Gdy na początku tygodnia Izako Boars podziękowało za współpracę Piotrowi „avisowi” Świerzynie, wydawało się, iż na tym skończą się rozstania w obozie Dzików. Szufla transferowa objęła jednak IB w nieco większym stopniu – dziś z ekipą pożegnał się wszak Konrad „EXUS” Jeńczeń.

Zawodnik w organizacji Piotra "izaka" Skowyrskiego spędził półtora roku, będąc do dziś najstarszym stażem członkiem zespołu, nie licząc oczywiście trenującego IB Bartosza "Hypera" Wolnego. Niestety nie można jednak powiedzieć, by okres ten obfitował w sukcesy. Izako Boars wprawdzie prawie zawsze było ekipą, z którą na krajowym podwórku liczyć musiał się każdy, lecz EXUS i spółka mogli tylko pomarzyć o tytułach mistrzowskich w najbardziej prestiżowych rodzimych rozgrywkach. Poprawy sytuacji nie przyniosły testy, które odbyły się na początku ubiegłego roku i dzięki którym do IB dołączyli trzej gracze nieograni wówczas na najwyższym poziomie.

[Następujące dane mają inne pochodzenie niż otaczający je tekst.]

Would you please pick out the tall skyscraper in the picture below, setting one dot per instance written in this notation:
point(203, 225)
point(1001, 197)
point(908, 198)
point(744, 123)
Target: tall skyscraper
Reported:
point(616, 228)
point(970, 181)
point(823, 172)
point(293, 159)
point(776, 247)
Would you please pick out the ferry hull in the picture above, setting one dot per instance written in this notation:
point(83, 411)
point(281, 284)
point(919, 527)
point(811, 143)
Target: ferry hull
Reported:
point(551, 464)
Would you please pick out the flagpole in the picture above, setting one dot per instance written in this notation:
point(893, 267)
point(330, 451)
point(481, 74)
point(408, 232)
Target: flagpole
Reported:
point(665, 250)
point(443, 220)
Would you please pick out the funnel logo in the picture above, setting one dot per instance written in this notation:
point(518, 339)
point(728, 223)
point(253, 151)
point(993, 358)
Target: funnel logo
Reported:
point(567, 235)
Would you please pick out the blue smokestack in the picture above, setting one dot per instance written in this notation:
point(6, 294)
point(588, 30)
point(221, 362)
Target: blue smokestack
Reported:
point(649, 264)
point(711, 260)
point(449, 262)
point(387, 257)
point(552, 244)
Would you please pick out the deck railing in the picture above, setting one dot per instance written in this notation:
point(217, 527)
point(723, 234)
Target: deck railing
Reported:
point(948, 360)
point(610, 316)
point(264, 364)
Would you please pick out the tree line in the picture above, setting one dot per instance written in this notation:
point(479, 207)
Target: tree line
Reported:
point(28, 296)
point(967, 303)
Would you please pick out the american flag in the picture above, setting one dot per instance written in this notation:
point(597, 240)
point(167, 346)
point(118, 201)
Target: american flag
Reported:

Jak podaje Weszło Esport, EXUSA w Izako Boars ma zastąpić Michał „mono” Gabszewicz, który do niedawna wspólnie z m.in. Danielem "STOMPEM" Płomińskim próbował tworzyć międzynarodowy skład, który znaliśmy pod nazwą Valhalla. Co ciekawe, wygląda na to, że duet świetnie znany nam z Illuminar Gaming nadal będzie występował pod jedną banderą – 26-letni snajper również jest bowiem łączony przez dziennikarzy Weszło ze swoją byłą formacją.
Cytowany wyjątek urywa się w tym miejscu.